Fr John Littleton, for example, is a priest in the
Diocese of Tallaght, a vast area of west Dublin which has been plagued with drug problems and has one of the lowest rates of churchgoing in the country. It is a pity that Fr Littleton writes an academic essay instead of just telling us what it is like to be a priest in a godforsaken place like Tallaght. You would think that Patsy McGarry, the Unitarian religious affairs correspondent of the Irish Times, would apply some basic journalistic skills in his contribution, "The Rise and Fall of Roman Catholicism in Ireland". He could have been directed to go around the country noting the everyday devotions of the people. Is Corpus Christi still observed by processions, as it once was? Why is there such a fascinating rise in the study of local saints? Why are pilgrimages and old rural customs such as stations still so popular? I was told by an Irish Anglican that house blessings are so widely practised in the countryside now that in Cork, even the Methodists are at it. But no: none of this is probed. Instead, we get a historical tour d'horizon and a re-run of how Irish priests used to preach constantly about sex.
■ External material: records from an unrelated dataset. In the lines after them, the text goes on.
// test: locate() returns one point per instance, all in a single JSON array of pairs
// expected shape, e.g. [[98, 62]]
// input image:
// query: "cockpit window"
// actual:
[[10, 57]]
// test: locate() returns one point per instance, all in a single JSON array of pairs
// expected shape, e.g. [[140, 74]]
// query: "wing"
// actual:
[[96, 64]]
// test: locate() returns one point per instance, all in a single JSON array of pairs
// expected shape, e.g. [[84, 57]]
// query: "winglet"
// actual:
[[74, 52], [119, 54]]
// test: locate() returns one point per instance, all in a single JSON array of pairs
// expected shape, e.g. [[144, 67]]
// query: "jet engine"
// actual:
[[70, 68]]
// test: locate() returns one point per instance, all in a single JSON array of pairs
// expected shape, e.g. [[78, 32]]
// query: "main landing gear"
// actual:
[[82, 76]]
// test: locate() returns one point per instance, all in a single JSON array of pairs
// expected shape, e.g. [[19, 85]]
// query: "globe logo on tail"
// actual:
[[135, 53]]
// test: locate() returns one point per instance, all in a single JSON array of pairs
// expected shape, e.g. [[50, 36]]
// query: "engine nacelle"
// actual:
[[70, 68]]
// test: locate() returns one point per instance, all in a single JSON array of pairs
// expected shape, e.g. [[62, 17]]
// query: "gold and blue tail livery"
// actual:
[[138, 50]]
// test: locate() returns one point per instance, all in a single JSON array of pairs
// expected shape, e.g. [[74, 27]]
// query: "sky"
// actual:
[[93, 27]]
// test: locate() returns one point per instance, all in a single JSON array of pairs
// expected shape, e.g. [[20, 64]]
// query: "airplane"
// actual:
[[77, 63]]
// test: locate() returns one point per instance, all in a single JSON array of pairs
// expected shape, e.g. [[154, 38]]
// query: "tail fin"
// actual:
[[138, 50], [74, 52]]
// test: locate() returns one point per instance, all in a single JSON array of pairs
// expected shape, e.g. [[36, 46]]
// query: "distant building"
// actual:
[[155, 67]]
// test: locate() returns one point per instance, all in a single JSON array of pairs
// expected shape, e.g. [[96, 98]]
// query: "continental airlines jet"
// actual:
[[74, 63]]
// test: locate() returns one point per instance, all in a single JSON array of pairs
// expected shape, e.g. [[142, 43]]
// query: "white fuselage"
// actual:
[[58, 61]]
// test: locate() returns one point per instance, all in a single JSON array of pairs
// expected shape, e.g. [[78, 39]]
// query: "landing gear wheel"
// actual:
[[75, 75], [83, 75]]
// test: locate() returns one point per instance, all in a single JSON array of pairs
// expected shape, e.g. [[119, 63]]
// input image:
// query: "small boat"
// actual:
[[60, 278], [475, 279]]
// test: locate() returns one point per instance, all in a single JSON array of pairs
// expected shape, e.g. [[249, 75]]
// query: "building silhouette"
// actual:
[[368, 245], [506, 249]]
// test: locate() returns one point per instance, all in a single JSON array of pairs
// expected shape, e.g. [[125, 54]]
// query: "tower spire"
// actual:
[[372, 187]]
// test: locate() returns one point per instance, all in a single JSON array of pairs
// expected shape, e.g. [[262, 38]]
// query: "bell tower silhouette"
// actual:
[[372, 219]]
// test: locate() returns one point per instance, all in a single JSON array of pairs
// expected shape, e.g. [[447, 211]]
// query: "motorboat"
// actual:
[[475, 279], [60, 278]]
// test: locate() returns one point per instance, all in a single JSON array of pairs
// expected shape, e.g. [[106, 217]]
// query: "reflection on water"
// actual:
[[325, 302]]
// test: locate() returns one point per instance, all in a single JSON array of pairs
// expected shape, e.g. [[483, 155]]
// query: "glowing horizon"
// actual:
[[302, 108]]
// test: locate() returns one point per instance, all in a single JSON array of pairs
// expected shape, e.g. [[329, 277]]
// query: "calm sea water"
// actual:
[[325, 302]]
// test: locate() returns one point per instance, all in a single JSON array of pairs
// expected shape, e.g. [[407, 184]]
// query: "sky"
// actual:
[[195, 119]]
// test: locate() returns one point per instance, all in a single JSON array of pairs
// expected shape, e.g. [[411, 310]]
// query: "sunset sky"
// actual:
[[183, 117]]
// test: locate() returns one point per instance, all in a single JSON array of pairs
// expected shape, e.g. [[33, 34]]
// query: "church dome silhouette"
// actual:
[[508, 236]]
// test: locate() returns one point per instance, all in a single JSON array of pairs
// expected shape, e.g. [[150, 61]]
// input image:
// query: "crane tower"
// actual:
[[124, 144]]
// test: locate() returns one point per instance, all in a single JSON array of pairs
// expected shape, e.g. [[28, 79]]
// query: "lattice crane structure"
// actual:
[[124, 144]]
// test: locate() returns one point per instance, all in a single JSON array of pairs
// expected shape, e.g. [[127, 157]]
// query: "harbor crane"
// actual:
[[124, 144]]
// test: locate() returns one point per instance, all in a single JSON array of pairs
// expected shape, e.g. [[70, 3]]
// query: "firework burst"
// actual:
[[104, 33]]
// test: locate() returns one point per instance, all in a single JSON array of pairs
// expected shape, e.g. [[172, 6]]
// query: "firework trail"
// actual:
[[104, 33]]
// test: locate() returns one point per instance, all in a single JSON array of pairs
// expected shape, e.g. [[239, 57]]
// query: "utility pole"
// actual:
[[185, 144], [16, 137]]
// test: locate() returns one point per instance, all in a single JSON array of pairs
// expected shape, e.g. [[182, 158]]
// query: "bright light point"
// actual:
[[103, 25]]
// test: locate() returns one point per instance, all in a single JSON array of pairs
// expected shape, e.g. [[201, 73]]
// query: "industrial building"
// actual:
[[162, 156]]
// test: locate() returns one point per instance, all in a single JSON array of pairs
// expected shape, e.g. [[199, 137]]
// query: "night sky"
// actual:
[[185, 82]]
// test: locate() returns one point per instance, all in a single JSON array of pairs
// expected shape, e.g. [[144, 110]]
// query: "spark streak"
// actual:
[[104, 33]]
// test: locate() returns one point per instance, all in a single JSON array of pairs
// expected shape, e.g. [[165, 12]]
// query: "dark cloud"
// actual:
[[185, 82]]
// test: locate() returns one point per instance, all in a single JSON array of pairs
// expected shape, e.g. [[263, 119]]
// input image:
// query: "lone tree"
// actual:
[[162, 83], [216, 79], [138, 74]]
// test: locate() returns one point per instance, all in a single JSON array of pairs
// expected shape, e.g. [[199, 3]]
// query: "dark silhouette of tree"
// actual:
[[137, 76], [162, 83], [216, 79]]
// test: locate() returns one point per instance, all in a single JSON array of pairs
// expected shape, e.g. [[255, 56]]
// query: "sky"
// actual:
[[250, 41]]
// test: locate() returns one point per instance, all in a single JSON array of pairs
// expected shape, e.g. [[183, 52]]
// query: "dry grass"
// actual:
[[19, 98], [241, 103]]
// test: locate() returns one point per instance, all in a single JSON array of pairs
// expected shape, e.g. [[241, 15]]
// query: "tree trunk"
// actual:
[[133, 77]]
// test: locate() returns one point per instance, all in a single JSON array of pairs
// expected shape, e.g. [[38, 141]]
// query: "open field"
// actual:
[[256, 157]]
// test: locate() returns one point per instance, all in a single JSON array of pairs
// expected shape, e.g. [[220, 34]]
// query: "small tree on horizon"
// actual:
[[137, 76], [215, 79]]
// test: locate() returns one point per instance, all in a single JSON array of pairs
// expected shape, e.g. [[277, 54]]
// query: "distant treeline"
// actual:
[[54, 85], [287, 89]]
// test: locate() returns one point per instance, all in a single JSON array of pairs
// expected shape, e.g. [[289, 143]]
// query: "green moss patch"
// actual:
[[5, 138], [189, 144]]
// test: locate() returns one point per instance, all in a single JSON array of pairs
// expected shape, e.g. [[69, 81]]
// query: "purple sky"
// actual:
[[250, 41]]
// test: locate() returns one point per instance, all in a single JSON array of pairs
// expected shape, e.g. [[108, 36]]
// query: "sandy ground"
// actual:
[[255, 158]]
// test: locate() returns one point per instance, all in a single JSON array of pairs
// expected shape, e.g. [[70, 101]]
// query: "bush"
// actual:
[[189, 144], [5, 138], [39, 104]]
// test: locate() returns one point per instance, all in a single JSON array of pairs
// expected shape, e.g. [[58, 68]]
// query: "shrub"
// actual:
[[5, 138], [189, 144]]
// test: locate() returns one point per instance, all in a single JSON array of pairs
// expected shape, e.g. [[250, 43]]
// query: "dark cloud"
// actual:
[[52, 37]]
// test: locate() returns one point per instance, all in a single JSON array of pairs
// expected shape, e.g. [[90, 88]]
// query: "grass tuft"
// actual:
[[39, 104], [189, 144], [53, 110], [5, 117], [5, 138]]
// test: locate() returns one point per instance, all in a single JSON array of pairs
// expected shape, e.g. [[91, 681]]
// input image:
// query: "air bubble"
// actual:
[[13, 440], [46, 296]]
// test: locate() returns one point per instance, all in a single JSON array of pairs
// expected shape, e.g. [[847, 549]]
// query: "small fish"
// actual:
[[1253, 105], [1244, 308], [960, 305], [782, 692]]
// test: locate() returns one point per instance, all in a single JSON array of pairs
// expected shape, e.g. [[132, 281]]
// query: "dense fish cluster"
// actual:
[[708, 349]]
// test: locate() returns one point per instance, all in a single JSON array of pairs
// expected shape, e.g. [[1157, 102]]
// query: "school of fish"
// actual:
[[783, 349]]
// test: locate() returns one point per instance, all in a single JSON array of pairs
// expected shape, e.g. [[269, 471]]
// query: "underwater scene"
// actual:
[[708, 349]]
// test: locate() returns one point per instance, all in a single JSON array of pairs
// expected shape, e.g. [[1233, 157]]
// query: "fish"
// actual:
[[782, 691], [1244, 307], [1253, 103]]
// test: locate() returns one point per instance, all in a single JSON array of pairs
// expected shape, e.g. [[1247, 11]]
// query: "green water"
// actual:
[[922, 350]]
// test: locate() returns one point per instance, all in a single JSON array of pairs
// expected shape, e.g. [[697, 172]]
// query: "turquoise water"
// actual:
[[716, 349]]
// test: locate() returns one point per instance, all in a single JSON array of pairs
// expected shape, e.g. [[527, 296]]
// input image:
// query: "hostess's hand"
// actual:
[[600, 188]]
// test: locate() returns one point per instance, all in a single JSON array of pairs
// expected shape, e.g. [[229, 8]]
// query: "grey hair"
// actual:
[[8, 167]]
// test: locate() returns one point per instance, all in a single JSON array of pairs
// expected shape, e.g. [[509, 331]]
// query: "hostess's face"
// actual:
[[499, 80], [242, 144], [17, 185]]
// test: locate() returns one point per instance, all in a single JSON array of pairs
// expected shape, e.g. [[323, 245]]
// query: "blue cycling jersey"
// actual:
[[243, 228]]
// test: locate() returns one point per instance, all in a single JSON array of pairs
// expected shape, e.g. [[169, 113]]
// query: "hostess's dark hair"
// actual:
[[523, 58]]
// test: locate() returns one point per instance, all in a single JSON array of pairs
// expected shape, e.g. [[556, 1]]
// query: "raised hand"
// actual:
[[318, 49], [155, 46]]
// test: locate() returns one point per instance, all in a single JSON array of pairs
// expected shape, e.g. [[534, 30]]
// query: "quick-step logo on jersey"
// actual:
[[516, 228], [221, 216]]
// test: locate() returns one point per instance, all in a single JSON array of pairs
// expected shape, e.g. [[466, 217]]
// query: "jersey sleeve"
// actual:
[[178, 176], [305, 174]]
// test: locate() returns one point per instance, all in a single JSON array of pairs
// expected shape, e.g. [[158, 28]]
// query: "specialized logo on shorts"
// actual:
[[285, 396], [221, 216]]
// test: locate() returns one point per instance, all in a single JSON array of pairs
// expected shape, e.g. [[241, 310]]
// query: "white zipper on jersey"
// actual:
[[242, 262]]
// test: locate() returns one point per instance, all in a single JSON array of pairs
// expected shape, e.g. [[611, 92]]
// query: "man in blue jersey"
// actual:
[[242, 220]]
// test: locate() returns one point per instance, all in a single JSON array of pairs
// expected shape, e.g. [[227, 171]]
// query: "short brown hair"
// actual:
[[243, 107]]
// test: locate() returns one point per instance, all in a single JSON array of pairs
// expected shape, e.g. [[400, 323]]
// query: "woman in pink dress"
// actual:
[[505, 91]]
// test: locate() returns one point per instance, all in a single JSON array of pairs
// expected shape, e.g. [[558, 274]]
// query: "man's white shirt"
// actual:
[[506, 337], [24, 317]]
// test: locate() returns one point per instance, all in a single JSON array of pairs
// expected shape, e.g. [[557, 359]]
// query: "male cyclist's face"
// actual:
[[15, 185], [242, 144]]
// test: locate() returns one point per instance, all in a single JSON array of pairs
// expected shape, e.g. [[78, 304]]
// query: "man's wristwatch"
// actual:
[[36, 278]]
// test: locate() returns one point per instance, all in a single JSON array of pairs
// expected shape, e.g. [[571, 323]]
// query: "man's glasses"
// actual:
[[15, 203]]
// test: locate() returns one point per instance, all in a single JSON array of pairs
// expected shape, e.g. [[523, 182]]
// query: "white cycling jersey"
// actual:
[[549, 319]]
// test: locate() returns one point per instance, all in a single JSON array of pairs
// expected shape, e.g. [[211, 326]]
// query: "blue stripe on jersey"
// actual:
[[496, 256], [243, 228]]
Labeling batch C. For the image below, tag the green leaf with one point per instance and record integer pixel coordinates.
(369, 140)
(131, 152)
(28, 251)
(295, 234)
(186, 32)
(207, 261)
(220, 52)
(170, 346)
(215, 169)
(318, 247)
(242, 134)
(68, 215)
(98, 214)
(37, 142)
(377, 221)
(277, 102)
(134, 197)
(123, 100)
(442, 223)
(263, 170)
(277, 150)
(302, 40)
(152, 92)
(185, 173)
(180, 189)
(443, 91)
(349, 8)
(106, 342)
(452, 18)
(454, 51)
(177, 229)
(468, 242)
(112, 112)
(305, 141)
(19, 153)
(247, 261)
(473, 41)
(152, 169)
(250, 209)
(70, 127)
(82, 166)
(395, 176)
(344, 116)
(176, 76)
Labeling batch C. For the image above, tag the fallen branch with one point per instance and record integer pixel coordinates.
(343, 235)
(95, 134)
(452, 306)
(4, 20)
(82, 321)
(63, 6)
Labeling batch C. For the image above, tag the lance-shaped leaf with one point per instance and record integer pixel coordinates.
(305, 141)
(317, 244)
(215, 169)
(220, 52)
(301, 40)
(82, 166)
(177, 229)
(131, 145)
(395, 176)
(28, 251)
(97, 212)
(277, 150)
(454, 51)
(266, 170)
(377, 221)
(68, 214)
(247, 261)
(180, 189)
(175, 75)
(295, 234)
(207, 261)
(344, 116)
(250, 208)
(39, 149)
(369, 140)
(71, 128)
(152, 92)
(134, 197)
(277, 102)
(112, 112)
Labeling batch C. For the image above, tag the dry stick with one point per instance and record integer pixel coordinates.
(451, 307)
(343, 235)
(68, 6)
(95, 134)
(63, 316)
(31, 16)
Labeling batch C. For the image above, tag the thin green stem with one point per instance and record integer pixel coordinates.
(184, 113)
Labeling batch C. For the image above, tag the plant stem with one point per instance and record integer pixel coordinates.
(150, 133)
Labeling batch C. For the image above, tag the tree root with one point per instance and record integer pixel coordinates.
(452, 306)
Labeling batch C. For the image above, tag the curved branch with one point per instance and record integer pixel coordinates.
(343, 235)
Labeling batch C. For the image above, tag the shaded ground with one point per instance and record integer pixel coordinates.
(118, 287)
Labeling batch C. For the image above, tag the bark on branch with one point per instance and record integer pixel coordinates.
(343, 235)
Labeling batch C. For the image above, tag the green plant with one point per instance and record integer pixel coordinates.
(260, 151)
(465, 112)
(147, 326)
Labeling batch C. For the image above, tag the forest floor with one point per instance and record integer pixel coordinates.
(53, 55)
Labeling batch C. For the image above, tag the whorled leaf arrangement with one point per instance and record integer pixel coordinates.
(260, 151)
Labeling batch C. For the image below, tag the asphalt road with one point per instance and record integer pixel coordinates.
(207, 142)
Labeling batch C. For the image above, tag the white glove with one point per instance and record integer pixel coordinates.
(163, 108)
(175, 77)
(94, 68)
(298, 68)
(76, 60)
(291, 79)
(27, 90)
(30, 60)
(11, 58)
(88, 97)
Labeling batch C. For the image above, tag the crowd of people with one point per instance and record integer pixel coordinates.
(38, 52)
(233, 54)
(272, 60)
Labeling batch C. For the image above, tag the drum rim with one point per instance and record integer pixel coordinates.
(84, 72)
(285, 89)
McGarry's figures on the closures of seminaries are useful and specific, however. Eugene O'Brien, a Limerick academic, is much concerned with deconstructing Irish Catholicism according to the mode of Lacan and Derrida, with passing refer
ence to the satirical programme Father Ted. There could have been an entire chapter on Father Ted — its crude cruelty and yet sneaking homage to devotional Catholicism, significant on many levels. But there is only an incidental allusion in an arcane essay impenetrable to anyone but Lacanite deconstructivists. The most engaging essays are possibly those on "Representations of Catholicism in Modern Novels" by Eamon Maher and a study by Paula Murphy of "Catholicism in the works of Dermot Bolger". Engaging because they are about something specific.
And Fr Patrick Claffey's "Reflection on a Changing Irish and Catholic Identity" has a narrative freshness of direct experience, describing his exile in France, from 1976, and later in Togo and West Africa, returning to Ireland in 2002. He feels that Ireland lacks "lay intellectuals who are willing to argue their faith from a perspective of philosophical conviction". I am not sure this is so: what is evident is that such lay intellectuals find it difficult to obtain a hearing.
This book is just not good enough: and it is largely the fault of the three editors, who should have directed their contributions to "answer the question", as we were always instructed in connection with examination papers.